Hipertansiyon, şeker hastalığı, obezite, kalp damar hastalığı, kronik akciğer hastalığı, kronik böbrek yetmezliği, kalp kapak hastalığı, kalp ritim bozuklukları, kalp kası hastalığı veya doğumsal kalp hastalığı, kalp yetersizliğine zemin hazırlayan durumlardır. Dolayısıyla bu olgular kalp yetersizliği için risk altında olan, bir başka deyişle kalp yetersizliğine aday olgulardır. Bu hastalıkların zamanında tespiti ve tedavisi kalp yetersizliğine gidişi önler veya yavaşlatır. Bu nedenle yakınmalar ortaya çıkmadan önceki dönemlerde yapılacak girişimler ile kalp yetersizliği önlenebilir bir hastalıktır."
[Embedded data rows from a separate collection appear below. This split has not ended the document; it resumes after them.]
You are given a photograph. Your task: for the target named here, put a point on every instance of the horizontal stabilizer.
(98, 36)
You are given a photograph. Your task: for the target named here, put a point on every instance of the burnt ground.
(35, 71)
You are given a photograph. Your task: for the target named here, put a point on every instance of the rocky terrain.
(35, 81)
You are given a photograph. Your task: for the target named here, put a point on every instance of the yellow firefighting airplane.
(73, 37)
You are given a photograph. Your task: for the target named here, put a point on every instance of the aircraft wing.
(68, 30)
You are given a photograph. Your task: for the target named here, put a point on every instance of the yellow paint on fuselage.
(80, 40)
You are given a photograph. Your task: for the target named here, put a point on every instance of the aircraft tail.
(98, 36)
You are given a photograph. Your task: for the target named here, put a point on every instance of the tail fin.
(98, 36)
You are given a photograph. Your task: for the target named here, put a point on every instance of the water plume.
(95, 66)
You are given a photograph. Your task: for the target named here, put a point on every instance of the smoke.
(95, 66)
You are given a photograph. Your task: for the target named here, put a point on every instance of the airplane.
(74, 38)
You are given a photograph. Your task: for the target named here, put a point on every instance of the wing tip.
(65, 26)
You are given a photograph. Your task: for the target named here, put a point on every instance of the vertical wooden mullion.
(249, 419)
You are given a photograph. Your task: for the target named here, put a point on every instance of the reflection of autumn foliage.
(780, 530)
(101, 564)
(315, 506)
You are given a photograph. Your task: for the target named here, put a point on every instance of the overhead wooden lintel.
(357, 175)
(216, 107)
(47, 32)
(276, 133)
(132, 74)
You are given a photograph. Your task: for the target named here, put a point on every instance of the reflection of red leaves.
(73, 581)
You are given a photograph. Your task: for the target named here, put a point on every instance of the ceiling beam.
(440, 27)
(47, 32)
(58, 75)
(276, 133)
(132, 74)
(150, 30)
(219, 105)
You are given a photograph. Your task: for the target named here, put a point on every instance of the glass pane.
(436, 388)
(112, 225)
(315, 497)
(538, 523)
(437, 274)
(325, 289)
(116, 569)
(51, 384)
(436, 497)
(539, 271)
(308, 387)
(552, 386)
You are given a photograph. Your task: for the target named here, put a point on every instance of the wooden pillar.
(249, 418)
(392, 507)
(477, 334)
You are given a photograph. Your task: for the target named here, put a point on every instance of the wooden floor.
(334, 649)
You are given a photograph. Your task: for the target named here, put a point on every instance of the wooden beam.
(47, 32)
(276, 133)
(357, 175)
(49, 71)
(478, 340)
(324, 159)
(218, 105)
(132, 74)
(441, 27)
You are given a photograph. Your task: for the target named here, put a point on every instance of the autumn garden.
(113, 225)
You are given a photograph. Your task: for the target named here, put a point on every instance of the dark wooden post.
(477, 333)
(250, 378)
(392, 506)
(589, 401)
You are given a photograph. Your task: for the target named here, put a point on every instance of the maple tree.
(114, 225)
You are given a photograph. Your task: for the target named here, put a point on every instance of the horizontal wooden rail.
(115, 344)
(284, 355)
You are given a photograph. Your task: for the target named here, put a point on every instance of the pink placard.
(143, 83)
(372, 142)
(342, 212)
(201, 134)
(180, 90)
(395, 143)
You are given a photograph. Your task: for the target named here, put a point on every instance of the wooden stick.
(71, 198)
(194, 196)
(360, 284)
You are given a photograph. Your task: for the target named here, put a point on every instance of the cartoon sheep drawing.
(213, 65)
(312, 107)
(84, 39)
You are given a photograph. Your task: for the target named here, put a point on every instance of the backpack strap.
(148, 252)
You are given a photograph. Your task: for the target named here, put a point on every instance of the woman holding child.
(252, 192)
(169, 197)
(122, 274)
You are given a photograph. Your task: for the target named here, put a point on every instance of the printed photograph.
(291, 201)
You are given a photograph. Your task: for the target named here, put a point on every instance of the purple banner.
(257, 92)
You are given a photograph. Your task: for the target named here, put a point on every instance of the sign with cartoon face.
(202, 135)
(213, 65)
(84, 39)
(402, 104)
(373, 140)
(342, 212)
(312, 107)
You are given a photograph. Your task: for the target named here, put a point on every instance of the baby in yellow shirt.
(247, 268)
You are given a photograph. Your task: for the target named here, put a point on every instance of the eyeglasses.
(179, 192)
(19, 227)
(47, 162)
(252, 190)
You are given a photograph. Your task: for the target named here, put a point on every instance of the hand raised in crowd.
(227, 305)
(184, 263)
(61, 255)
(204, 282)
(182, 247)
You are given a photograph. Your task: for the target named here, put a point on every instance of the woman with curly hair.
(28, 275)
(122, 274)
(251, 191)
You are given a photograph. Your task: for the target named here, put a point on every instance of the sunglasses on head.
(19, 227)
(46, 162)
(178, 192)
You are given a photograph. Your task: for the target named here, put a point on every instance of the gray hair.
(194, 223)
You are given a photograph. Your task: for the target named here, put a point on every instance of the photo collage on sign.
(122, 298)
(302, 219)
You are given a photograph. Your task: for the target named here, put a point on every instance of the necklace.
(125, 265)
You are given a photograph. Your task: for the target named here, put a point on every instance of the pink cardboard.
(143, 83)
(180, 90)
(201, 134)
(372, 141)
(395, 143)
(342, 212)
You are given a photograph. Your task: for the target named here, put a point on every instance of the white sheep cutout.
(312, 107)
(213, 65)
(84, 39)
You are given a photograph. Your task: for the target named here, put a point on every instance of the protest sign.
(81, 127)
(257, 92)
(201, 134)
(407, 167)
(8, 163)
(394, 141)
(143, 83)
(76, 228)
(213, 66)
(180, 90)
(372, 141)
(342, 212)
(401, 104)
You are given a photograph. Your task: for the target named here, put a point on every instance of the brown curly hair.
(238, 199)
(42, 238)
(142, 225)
Kalp yetersizliği ortaya çıkmış, yakınmaları başlamış olan olgu grubunda, erken tanı, hastalığın ciddiyetinin ortaya konulması ve buna göre oluşturulacak tedavi planının yakın takip altında uygulanmasının, ölüm oranlarının azaltılması açısından önem taşıdığını belirten Çavuşoğlu, bu hastalarda ilaç tedavisine ek olarak tuzsuz diyet, sebze meyve ağırlıklı beslenme, kilo kontrolü, düzenli egzersiz programları gibi hayat tarzı değişiklikleri ve gerekli olgularda kalp pili tedavisi veya kalp şoklama cihazlarının uygulanmasının hayat kalitesinin düzeltilmesi ve ölümlerin azaltılmasında etkili olduğunu anlattı.

Çavuşoğlu, kalp yetersizliğinin hayat boyu devam eden kronik bir hastalık olduğunun altını çizerek, açıklamasını şöyle tamamladı:

"Nadiren veya düzeltilebilir bir nedene bağlı gelişmişse normale dönebilir. Yaşam beklentisi, prostat kanseri, kalın bağırsak kanseri, tiroit kanseri, deri kanserleri, meme kanseri, rahim kanseri gibi pek çok kanser türünden daha kötüdür. 5 yıllık yaşam şansı yüzde 50'dir. Ciddi nefes darlığı olan ve günlük aktivitesi belirgin kısıtlanmış olanlarda ise 1 yıllık yaşam beklentisi yüzde 50'dir. Kalp yetersizliği gelişimini engellemek, gelişmişse ilerlemesini yavaşlatmak ve ileri olgularda yaşam süresini uzatıp yaşam kalitesini yükseltmek toplumun kalp yetersizliği konusunda bilgilendirilmesi ve bilinçlenmesi ile mümkün olabilir."